Recently, the National Health Authority (NHA) has announced an extension of the Digital Health Incentives Scheme (DHIS) until December 31, 2023, as part of the Ayushman Bharat Digital Mission (ABDM).

Key Points:

  • Extension of DHIS: This scheme provides incentives to healthcare facilities, diagnostic labs, and digital health solution providers for embracing transformative digitization within the ABDM framework.
  • Impactful Catalyst: Launched on January 1, 2023, DHIS has significantly accelerated the integration of digital health technologies and practices across the country.
  • Enhancing Stakeholder Benefits: Due to positive feedback and notable impact, the scheme's extension aims to enable more stakeholders to avail the financial incentives.
  • CEO's Perspective: The CEO of NHA emphasizes the extension's commitment to a digitally inclusive healthcare ecosystem and underscores the government's dedication to accessible and efficient healthcare services.
  • Incentive Structure: Eligible health facilities and digital solutions companies can earn incentives of up to Rs. 4 crores based on the creation and linkage of digital health records to Ayushman Bharat Health Account (ABHA) numbers.
  • Eligibility Criteria: Health facilities and Digital Solution Companies registered under ABDM's Health Facility Registry (HFR) and meeting specified criteria can avail the incentives.

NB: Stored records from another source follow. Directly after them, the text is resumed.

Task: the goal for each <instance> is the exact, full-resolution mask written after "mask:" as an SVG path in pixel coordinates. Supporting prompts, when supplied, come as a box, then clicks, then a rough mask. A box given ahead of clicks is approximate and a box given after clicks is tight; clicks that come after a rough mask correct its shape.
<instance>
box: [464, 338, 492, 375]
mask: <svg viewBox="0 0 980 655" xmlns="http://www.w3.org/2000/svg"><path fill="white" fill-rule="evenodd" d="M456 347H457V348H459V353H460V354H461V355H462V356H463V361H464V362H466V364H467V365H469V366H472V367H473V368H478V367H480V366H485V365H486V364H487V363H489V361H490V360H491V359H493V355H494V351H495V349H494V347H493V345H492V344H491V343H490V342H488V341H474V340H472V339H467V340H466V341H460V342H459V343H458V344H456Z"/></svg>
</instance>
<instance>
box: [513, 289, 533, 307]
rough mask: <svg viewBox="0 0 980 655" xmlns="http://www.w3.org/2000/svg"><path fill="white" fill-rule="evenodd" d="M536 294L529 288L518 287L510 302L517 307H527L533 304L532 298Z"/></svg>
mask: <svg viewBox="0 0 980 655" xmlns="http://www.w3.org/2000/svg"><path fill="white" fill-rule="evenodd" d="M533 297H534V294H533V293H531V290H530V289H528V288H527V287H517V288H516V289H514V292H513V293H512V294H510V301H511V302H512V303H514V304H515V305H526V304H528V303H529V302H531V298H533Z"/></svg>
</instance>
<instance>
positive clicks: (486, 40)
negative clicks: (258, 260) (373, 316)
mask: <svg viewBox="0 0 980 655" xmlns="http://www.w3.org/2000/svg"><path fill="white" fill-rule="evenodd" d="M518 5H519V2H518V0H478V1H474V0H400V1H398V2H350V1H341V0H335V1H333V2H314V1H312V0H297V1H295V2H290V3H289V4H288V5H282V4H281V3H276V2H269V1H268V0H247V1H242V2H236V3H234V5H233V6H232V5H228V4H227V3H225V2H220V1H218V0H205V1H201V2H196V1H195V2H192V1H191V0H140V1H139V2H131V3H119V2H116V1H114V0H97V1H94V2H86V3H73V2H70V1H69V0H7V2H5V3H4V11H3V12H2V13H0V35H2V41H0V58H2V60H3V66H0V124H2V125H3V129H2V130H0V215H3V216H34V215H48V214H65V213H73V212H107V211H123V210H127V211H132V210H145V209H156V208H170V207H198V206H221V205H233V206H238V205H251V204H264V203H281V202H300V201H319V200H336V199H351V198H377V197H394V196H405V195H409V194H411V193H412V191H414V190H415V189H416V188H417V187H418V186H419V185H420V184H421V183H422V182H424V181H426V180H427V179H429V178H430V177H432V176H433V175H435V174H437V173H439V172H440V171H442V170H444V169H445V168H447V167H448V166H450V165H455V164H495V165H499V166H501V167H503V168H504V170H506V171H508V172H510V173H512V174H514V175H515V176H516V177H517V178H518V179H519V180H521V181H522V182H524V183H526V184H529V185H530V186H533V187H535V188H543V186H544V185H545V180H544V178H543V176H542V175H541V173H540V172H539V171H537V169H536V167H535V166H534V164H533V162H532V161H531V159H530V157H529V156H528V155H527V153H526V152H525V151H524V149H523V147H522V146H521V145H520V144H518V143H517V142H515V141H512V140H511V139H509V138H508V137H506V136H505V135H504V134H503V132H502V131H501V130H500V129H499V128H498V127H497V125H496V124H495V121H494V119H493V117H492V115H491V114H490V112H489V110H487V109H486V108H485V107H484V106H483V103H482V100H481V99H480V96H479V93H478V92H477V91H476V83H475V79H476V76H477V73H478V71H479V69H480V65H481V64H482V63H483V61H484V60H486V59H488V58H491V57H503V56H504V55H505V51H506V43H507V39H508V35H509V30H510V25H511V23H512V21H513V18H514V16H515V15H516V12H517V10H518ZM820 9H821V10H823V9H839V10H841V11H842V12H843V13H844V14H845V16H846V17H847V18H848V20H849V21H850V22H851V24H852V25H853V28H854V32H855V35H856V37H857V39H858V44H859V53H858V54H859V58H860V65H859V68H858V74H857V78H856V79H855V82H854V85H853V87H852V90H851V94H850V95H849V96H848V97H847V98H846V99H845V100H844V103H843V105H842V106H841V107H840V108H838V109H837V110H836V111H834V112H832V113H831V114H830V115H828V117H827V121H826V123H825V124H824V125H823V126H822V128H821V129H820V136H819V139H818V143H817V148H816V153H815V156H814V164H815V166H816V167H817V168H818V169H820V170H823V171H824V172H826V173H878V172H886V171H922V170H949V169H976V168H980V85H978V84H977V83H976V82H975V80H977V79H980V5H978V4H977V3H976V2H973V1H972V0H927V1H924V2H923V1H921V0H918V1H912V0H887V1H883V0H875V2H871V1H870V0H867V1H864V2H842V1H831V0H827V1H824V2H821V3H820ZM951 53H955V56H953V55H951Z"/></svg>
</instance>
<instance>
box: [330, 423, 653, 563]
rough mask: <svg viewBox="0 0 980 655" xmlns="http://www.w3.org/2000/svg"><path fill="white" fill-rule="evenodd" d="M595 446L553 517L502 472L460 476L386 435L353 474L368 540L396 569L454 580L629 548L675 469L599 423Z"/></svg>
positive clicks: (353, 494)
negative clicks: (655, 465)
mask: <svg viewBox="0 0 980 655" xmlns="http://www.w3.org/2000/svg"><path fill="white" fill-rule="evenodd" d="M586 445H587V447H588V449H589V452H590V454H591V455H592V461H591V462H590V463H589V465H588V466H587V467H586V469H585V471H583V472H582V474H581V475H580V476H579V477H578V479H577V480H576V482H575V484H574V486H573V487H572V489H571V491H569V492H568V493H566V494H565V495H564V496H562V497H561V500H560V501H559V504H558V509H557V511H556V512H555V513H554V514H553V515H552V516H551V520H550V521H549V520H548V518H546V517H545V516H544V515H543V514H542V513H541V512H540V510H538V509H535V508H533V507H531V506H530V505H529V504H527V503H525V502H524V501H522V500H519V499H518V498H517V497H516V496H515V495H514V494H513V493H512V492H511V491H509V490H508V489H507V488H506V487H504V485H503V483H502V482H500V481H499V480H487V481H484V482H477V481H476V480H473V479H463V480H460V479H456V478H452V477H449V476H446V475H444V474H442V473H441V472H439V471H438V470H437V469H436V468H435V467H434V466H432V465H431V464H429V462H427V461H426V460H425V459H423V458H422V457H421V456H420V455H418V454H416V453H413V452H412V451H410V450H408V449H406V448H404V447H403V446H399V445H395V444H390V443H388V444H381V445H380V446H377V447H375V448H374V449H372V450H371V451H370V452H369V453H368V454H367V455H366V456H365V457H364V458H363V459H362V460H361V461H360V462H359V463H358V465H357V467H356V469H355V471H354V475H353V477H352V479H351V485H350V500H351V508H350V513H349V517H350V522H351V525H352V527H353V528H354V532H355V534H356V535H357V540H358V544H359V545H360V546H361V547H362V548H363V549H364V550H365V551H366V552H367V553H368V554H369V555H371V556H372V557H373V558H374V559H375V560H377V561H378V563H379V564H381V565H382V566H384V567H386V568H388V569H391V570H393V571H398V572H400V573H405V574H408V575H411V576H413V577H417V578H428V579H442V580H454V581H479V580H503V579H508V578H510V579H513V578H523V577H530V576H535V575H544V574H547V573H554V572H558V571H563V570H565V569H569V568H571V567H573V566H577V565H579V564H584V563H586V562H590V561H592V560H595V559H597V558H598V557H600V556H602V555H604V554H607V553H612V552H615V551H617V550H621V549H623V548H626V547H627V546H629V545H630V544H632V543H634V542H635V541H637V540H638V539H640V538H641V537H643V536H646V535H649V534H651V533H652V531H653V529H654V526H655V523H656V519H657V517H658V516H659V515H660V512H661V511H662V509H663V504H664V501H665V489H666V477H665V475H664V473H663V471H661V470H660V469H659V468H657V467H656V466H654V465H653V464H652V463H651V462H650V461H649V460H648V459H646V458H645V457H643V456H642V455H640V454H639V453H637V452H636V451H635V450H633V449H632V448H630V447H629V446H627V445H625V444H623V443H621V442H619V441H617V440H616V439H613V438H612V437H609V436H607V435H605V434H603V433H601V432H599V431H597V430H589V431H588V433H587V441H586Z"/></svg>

  • Positive Impact: The DHIS advantages for Digital Solution Companies (DSCs) are anticipated to lead to cost reductions and support healthcare facilities in covering digitization costs.
  • Current Status: Over 1205 health facilities, including 567 public and 638 private hospitals and clinics, have registered under DHIS. Among the 25 digital solution companies, 22 are from the private sector.
  • Successful Recipients: Notable recipients of DHIS incentives include government hospitals like AIIMS Delhi, AIIMS Raipur, and private hospitals like KGMU, Lucknow.
  • Ongoing Evaluation: NHA continually monitors and evaluates DHIS's effectiveness for ABDM adoption and makes necessary changes as required.